Y sin acertar a saber muy bien por qué, de pronto Ramón entiende qué es lo que Clara le está preguntando y se da cuenta de que éste, precisamente éste, es de esos momentos trascendentales en los que uno debe estar a la altura y que allí, sentado en la mesa de la cocina mientras en el horno se calienta algo indefinido y ella corta una cebolla tal vez para una ensalada, se juega toda su credibilidad ante su mujer, porque ha elegido que sea éste el momento en que tenga que explicarse, presentarse, revelar su interior, darse a conocer.

– Es una historia larga, no sé si tendrá mucho sentido. Yo debía de tener nueve años y estudiaba en el San Francisco de Asís, el «Sanfran», que por aquel entonces sólo era masculino. Estaba en tercero de EGB, en el grupo C, me acuerdo perfectamente, y como en el colegio se seguía siempre el más estricto orden alfabético, los de nuestra clase éramos los que más suerte teníamos porque, por ejemplo, al ser los últimos respecto a los grupos A y B, un examen sorpresa jamás nos cogía por sorpresa. Estábamos al tanto de cualquier cosa que pasase por pequeña que fuera, éramos unos listillos, unos espabilados. Pero lo mejor es que por fortuna yo siempre permanecí en el grupo C a pesar de que mis compañeros y profesores cambiaran a lo largo de los cursos; sin embargo, en ese larguísimo lapso de tiempo que duró doce años sólo coincidí en todas las ocasiones con otro alumno: Francisco José Morán. A fuerza de coincidir, imagino, porque uno nunca sabe bien a raíz de qué se fraguan estas amistades infantiles, acabamos siendo inseparables.

»Todos los febreros nos tocaba pasar el reconocimiento médico. Como no existía una enfermería al uso éste se llevaba a cabo en la biblioteca, aunque aquello de biblioteca no tenía nada, era más bien un recinto espacioso, desolado y lúgubre que lo mismo servía como sala de ensayos para la coral, almacén, estudio para la foto de grupo anual o sala de exposiciones de los trabajos manuales de fin de curso. La supuesta biblioteca estaba situada varios metros por debajo del nivel del suelo y tenía un par de tragaluces que estarían a unos cuatro metros, así que de allí no había escapatoria posible si por un casual alguien desease fugarse.

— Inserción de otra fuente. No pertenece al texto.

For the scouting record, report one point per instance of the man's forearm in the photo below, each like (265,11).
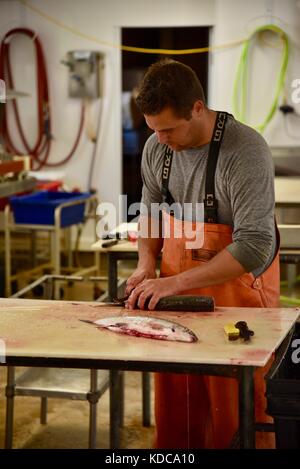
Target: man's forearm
(221,268)
(149,242)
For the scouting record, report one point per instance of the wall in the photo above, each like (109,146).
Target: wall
(102,19)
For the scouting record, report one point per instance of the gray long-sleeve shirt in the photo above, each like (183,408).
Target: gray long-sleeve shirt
(244,186)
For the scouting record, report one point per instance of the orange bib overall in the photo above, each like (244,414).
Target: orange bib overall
(195,411)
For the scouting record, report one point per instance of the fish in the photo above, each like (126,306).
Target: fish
(146,326)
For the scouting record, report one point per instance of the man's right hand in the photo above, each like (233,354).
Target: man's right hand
(137,277)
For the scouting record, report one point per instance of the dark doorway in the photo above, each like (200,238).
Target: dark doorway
(134,65)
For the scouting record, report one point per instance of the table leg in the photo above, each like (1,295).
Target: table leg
(146,389)
(115,408)
(246,407)
(112,277)
(10,395)
(93,400)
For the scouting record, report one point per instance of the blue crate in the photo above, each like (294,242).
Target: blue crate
(39,208)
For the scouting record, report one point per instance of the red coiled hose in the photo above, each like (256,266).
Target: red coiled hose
(41,149)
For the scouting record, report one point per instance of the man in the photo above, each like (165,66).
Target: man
(199,155)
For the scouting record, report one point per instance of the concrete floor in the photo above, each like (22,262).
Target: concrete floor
(67,425)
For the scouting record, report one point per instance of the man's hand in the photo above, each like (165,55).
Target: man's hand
(152,290)
(137,277)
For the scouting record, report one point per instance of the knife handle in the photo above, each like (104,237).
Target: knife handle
(109,244)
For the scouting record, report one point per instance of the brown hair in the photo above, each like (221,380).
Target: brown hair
(168,83)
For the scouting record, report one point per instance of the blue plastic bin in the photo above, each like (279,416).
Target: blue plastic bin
(39,208)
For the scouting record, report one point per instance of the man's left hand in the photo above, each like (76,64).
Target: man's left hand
(152,290)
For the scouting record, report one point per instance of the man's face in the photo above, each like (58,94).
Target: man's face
(176,132)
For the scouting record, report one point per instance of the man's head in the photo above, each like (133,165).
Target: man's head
(172,101)
(169,84)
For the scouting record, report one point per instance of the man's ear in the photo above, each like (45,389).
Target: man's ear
(198,107)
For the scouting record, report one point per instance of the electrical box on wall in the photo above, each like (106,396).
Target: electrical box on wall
(85,73)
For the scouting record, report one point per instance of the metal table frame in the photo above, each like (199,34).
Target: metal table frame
(55,231)
(244,375)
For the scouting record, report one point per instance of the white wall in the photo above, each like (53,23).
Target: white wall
(102,19)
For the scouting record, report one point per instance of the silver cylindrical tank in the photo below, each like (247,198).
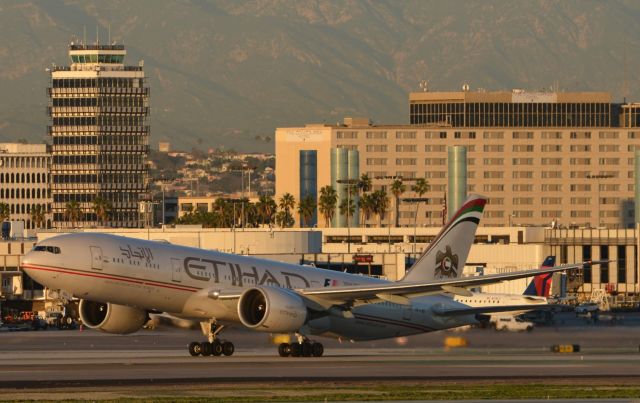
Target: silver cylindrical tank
(457,188)
(636,168)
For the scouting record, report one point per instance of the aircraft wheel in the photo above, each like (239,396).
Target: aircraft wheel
(317,349)
(195,349)
(296,349)
(284,349)
(216,348)
(307,349)
(228,348)
(207,348)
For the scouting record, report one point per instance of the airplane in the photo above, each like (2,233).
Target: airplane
(536,293)
(120,280)
(533,298)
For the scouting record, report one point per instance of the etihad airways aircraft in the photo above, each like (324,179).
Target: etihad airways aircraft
(120,280)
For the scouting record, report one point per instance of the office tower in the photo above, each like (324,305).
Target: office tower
(99,110)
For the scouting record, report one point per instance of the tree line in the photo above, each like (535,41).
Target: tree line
(266,211)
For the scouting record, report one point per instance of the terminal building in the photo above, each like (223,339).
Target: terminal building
(99,110)
(24,183)
(551,159)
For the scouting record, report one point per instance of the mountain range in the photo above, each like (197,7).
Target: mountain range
(226,73)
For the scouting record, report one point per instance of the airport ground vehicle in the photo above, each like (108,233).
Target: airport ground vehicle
(25,320)
(512,323)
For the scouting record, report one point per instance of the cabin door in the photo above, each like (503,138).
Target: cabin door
(96,257)
(176,270)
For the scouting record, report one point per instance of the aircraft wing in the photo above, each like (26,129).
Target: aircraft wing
(400,292)
(443,311)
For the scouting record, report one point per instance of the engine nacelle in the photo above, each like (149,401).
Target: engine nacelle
(272,309)
(111,318)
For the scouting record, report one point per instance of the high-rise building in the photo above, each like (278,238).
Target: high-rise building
(24,183)
(99,110)
(564,159)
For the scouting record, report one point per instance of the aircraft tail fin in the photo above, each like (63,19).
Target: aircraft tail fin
(446,255)
(541,284)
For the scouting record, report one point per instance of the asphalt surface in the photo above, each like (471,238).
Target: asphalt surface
(64,358)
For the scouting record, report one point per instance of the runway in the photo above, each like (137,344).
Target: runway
(63,358)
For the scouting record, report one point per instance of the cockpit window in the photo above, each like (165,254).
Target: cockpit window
(50,249)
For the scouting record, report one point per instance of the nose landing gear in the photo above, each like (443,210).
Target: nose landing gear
(213,346)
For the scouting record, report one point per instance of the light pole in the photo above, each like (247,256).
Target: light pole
(417,201)
(597,178)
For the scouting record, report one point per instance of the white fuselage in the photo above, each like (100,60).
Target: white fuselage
(182,281)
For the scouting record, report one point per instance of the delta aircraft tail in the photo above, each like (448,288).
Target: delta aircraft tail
(541,284)
(446,255)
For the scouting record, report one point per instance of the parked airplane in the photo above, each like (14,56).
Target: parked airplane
(120,280)
(533,298)
(534,295)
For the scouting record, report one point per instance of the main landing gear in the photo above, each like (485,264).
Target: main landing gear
(212,346)
(303,348)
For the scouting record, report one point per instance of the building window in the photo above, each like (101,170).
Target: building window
(622,264)
(406,135)
(377,148)
(406,148)
(377,135)
(493,148)
(376,161)
(347,134)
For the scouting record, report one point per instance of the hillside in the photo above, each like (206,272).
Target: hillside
(224,72)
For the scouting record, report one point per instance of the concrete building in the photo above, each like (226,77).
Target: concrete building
(99,111)
(24,183)
(562,159)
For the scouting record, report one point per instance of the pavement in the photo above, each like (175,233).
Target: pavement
(62,358)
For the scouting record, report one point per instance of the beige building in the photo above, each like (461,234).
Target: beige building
(24,182)
(560,159)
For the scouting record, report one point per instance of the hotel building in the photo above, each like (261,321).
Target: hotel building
(24,182)
(543,159)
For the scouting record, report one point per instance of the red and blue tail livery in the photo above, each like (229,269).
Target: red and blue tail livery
(541,284)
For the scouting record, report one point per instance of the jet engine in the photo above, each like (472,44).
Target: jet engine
(271,309)
(111,318)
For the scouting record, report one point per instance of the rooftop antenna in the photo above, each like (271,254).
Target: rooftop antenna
(625,84)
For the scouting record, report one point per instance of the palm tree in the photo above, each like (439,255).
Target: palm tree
(221,206)
(366,207)
(37,215)
(306,209)
(102,208)
(266,208)
(327,204)
(420,188)
(380,204)
(72,212)
(251,214)
(397,189)
(287,203)
(5,211)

Recuerdo como si fuera hoy el frío perenne y una luz anaranjada muy fuerte que hacía daño a los ojos y se bamboleaba cuando entraba corriente del exterior, pero nada de eso importaba, porque nos tomábamos la revisión como una fiesta, una mañana menos de clases monótonas y aburridas.

»El examen consistía en una serie de pruebas elementales practicadas con el instrumental sanitario más rudimentario que te puedas imaginar. Si entre nosotros hubiera habido algún alumno gravemente enfermo no se habrían percatado ni por asomo y ahora con probabilidad estaría muerto, pero sólo éramos unos renacuajos inconscientes y atolondrados. Qué íbamos a decir, los niños nunca se quejan de nada y eso lo sabían a la perfección el viejo doctor decrépito que nos examinaba invariablemente un invierno tras otro y la enfermera gorda de cofia blanca que sin falta lo acompañaba. Para que te hagas una idea, aquel matasanos de cuarta regional y su secuaz nos ponían en fila para someternos a una exploración ocular y, como el panel de letras era el mismo de todos los años, nos limitábamos a recitarlo de carrerilla con el inverosímil resultado de que, de forma inexplicable, algunos alumnos tenían menos dioptrías que en el curso anterior. También nos auscultaba y, justo después, nos introducía una espátula de madera en la boca, la misma para todos los alumnos, para comprobar, de un único vistazo qué tal andábamos de caries e infecciones en la garganta. Luego ya sólo faltaba que nos midieran y pesaran en un armatoste que, como poco, sería de la guerra civil, y que su inseparable ayudante espulgara nuestro pelo en busca de piojos, igual que a un chimpancé ruinoso de un zoológico decadente. Al final, como mero trámite, imagino, nos preguntaba uno a uno si padecíamos alguna dolencia que no se pudiese distinguir a simple vista, como soplos al corazón o trastornos psicológicos o emocionales. Claro que para que alguno de nosotros pudiese contestarle tendría que habernos explicado previamente qué era aquello de trastornos psicológicos y/o emocionales, porque nos sonaba a chino.